In short, the PMC that Liu posits was not an extension of the prior PMC but a battle against it. The nostalgia there ignores that the workers’ left was undermined by the very consensus for Liu seems to be nostalgic, something under which she did not live but she does want to defend. For people burnt by the culture war that many social democrats posit as a reason for the failure of Bernie Sanders against the neoliberal elite, this may seem convincing, but despite Liu’s (and Nagle’s) invocation of Christopher Lasch, Lasch had spent his first four books prior the oft-cited “Culture of Narcissism” exposing that this was not the case. The new left was not the cause of the failure of the populist and socialist left in America, but as Lasch clearly delineated in most of his career in the late 60s and early 70s, the result of it.

This is not to say that the moral kitsch that Liu describes and academic self-righteousness around it does not exist and is not self-undermining, but the PMC is not a class in the Marxist sense. Even in the circuit of production, it does not have one singular role. This becomes apparent in Liu’s understanding of education, equating the neo-liberalization of education with charter schools as a workers’ battle as if teachers are part of the working class, but under Ehrenreich’s definition of the PMC and in the curriculum choices (such as Liu’s rather odd focus on Harper Lee as somehow endemic of this problem).
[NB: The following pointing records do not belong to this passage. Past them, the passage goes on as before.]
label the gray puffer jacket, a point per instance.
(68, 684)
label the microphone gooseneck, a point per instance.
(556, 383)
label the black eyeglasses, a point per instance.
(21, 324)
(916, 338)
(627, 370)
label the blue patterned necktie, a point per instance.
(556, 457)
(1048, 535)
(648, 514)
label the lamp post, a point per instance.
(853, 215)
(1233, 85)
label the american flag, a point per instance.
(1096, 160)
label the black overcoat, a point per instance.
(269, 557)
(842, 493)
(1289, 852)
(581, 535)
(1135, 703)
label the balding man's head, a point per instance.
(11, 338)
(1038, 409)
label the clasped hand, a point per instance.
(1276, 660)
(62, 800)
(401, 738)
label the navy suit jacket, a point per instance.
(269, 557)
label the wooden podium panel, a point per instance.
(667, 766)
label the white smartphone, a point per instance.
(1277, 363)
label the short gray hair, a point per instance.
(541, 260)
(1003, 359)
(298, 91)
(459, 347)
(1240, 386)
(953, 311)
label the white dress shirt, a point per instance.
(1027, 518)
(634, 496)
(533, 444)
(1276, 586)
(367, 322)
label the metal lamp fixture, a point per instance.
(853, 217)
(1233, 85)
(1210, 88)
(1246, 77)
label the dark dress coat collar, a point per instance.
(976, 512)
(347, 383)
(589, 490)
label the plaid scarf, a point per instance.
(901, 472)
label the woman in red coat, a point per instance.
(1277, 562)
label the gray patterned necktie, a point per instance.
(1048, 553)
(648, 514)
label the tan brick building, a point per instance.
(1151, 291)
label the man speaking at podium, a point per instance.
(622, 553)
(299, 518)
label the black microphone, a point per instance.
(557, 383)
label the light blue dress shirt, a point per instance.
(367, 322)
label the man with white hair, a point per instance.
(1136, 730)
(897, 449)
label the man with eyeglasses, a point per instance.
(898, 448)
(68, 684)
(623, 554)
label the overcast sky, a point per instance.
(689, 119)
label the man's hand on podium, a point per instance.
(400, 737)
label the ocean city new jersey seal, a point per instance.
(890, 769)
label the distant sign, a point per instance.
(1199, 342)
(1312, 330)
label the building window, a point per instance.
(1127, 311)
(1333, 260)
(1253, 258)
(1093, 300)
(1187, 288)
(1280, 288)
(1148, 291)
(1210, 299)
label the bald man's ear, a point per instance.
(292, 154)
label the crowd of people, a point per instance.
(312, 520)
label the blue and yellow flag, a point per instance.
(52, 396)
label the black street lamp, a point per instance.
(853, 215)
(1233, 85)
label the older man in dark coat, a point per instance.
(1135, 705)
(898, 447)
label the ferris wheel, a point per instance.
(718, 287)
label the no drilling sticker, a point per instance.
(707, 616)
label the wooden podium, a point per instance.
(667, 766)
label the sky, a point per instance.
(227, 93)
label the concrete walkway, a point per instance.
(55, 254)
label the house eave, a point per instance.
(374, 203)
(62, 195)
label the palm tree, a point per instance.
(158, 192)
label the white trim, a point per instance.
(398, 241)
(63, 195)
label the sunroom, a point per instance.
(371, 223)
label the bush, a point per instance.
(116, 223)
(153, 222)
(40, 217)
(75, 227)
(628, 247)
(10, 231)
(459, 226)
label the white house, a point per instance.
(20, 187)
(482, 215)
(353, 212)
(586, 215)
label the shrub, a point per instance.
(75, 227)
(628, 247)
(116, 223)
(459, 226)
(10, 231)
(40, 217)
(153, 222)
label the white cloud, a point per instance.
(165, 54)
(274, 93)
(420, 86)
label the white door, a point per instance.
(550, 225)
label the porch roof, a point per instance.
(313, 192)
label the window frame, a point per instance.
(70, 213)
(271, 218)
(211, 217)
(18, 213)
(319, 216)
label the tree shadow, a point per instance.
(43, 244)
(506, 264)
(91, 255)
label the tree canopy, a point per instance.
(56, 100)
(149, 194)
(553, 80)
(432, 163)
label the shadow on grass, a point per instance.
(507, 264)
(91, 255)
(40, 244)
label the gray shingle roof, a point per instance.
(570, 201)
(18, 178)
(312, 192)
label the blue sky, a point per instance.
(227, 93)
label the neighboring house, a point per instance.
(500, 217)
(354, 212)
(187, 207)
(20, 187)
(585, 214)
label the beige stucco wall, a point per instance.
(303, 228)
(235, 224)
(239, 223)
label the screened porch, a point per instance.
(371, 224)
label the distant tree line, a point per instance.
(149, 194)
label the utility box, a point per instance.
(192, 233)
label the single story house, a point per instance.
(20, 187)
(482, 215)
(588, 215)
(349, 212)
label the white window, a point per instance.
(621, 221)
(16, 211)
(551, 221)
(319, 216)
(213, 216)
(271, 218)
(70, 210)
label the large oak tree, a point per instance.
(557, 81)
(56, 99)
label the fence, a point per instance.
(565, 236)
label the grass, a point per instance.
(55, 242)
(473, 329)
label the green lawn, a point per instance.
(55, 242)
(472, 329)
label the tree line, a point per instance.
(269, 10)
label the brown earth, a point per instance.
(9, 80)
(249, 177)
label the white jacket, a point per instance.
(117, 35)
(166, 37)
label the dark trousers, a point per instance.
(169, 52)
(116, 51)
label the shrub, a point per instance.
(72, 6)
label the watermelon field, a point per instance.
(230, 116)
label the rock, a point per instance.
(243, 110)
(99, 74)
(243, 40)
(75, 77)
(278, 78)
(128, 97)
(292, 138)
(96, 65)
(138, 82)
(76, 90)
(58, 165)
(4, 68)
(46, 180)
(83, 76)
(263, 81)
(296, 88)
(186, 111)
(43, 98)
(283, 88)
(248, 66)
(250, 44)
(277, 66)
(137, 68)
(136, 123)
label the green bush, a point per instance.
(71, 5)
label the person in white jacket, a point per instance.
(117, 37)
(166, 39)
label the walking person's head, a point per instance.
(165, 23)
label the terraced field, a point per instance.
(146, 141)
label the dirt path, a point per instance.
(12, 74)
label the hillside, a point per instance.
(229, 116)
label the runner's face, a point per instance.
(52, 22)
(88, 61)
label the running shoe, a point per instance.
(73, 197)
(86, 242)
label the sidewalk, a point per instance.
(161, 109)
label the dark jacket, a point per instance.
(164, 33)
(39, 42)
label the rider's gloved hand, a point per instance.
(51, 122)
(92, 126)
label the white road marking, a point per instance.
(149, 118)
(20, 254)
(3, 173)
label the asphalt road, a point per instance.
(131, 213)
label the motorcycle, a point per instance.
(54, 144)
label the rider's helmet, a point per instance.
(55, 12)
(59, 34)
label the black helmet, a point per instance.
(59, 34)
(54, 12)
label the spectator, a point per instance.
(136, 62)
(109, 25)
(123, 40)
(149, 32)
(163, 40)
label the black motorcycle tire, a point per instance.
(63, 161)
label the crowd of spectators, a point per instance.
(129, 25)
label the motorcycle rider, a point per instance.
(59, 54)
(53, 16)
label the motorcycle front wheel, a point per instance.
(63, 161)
As I have hinted before, the PMC concept itself is not particularly coherent. But its current use is particularly pernicious, whatever Liu’s politics or intentions. For all its implied critique of the moral kitsch and student-focus of the new left, it actually accepts a new left problematic. Again, quoting from Mike McNair, “The paradox is that ‘PMC theory’ remains within the framework of the most disabling aspect of the ‘new left’, and in particular the Maoists: that is, the tendency to reduce all political differences to class conflicts.” But I would go beyond McNair, who chastises Liu’s use of Lasch because of the use of Lasch in the culture war by people who McNair hints he knows are misreading him, because the other issue is that class analysis here owes more to people like David Brooks, James Burnham, Peter Turchin, and Michael Lind–the latter two I even respect even though I fundamentally disagree with their rejection of Marx–but have essentially non-Marxist or anti-Marxist views of class. In short, selling conflating anti-socialist views of class with socialist ones while not addressing that the PMC is not what killed the industrial working class as a movement: declining profitability during the end of Keynesianism did.  Furthermore, for people complaining of privilege, the argument for the PMC often just amounts to an argument from privilege itself: educational privilege and the helicopter parenting of children. In an area of increased centralization of wealth in the hands of a few and of declining profits in real commodities, this is predictable. To truly understand what is causing these problems, de-industrialization, the failure of Fordism, and the increasing importance of rentier economic models need to be understood far more than pretending a cultural battle that DOES even extend into urban vs rural working class is due to the emergence of a nebulous new class or that the nostalgia for the post-war consensus serve as an answer to neoliberalism.